Adesão ao Tratamento: Estratégias Motivacionais Eficazes

HMTJ - Hospital e Maternidade Therezinha de Jesus (MG) — Prova 2015

Enunciado

Sr. Antônio, 55 anos é diabético, hipertenso e usa diariamente os seguintes medicamentos: Anlodipina 10mg (1/dia), Enalapril 20mg (2/dia), Hidroclorotiazida (25mg- 1/dia), AAS (lOOmg -1/dia), Metiformina (500 mg-3/dia). Hoje, pela manha ela chegou à UAPS com a PA 200/100mmHg e durante a consulta relata ter medo de tornar-se dependente destes medicamentos, portanto não os toma diariamente. Marque a resposta correta:

Alternativas

  1. A) Devemos usar métodos de motivacionais que auxiliem a adesão ao tratamento.
  2. B) O número de doses de um medicamento é diretamente proporcional à adesão ao tratamento.
  3. C) Existe a possibilidade de tornar-se dependente de algum destes medicamentos.
  4. D) Devemos pedir aos familiares para lembrá-lo da hora de tomar os medicamentos.

Pérola Clínica

Baixa adesão medicamentosa exige abordagem motivacional e empática, focando nas crenças e medos do paciente.

Resumo-Chave

A não adesão ao tratamento é um problema comum em doenças crônicas, influenciado por múltiplos fatores como crenças, medos, complexidade do regime e efeitos adversos.
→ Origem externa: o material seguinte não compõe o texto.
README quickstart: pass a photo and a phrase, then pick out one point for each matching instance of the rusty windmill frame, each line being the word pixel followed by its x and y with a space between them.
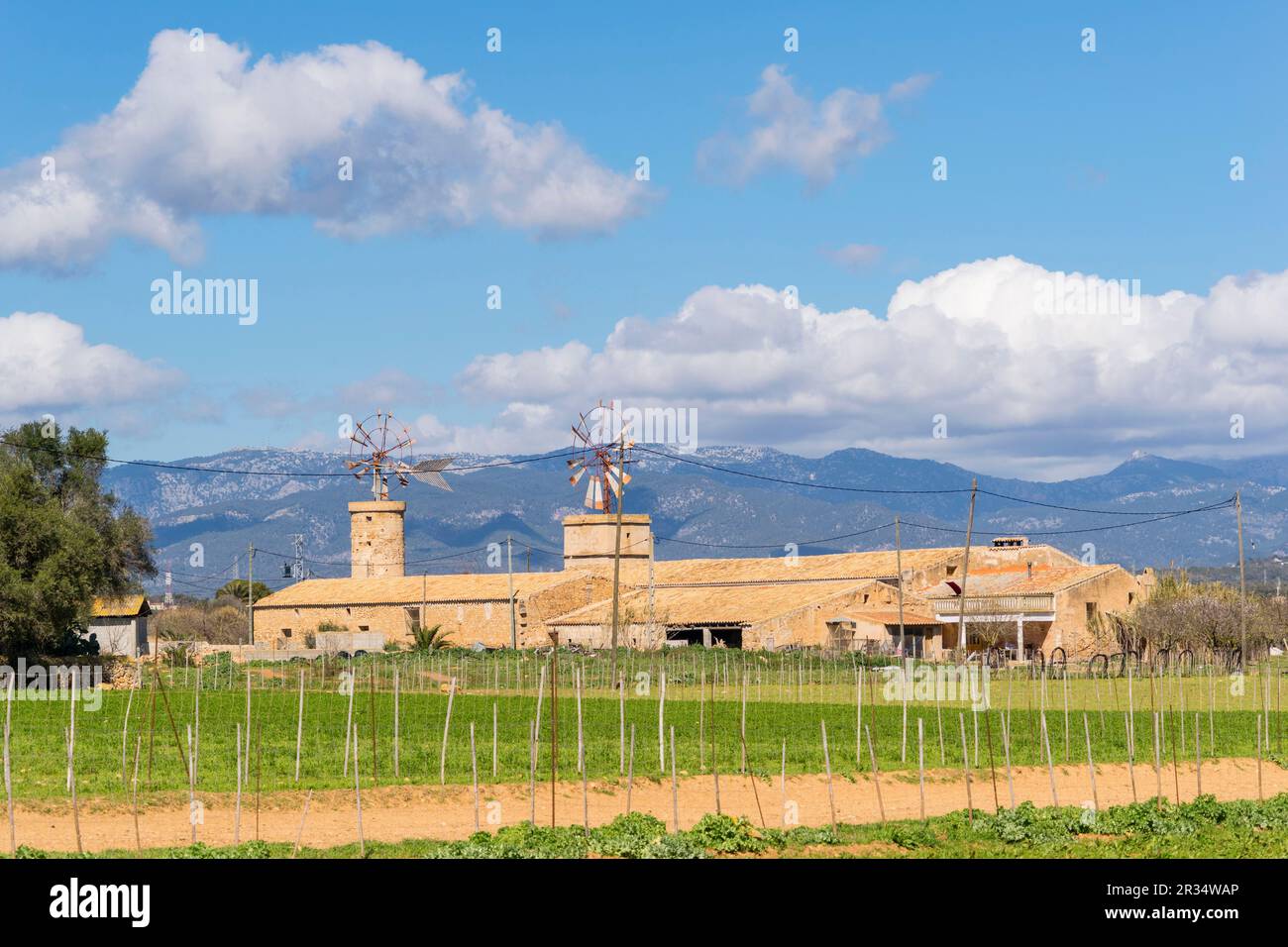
pixel 380 446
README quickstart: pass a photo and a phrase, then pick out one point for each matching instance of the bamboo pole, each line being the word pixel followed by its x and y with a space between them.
pixel 299 834
pixel 447 724
pixel 675 789
pixel 8 770
pixel 630 772
pixel 357 795
pixel 299 729
pixel 1091 764
pixel 876 779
A abordagem deve ser centrada no paciente, utilizando técnicas de entrevista motivacional para entender suas preocupações e construir um plano terapêutico compartilhado.

Contexto Educacional

A adesão ao tratamento, especialmente em doenças crônicas como diabetes e hipertensão, é um pilar fundamental para o sucesso terapêutico e a prevenção de complicações. A não adesão é um desafio global, com taxas que variam e impactam negativamente a saúde pública e os sistemas de saúde. Compreender os fatores que influenciam a adesão é crucial para qualquer profissional de saúde. A fisiopatologia da não adesão não é biológica, mas sim psicossocial e comportamental. Fatores como a complexidade do regime medicamentoso (polifarmácia, múltiplas doses), custo, efeitos adversos, falta de compreensão da doença e do tratamento, e crenças pessoais (como o medo de dependência, presente no caso) são barreiras comuns. O diagnóstico da não adesão é feito pela escuta ativa e pela observação de resultados clínicos insatisfatórios. A conduta mais eficaz para melhorar a adesão envolve uma abordagem centrada no paciente, utilizando técnicas de comunicação como a entrevista motivacional. Esta permite ao profissional explorar as preocupações do paciente, fortalecer sua autoeficácia e construir um plano de tratamento compartilhado e realista. Não se trata de "convencer" o paciente, mas de empoderá-lo para tomar decisões informadas sobre sua saúde, resultando em melhor prognóstico e qualidade de vida.

Perguntas Frequentes

Quais são as principais causas da não adesão ao tratamento medicamentoso?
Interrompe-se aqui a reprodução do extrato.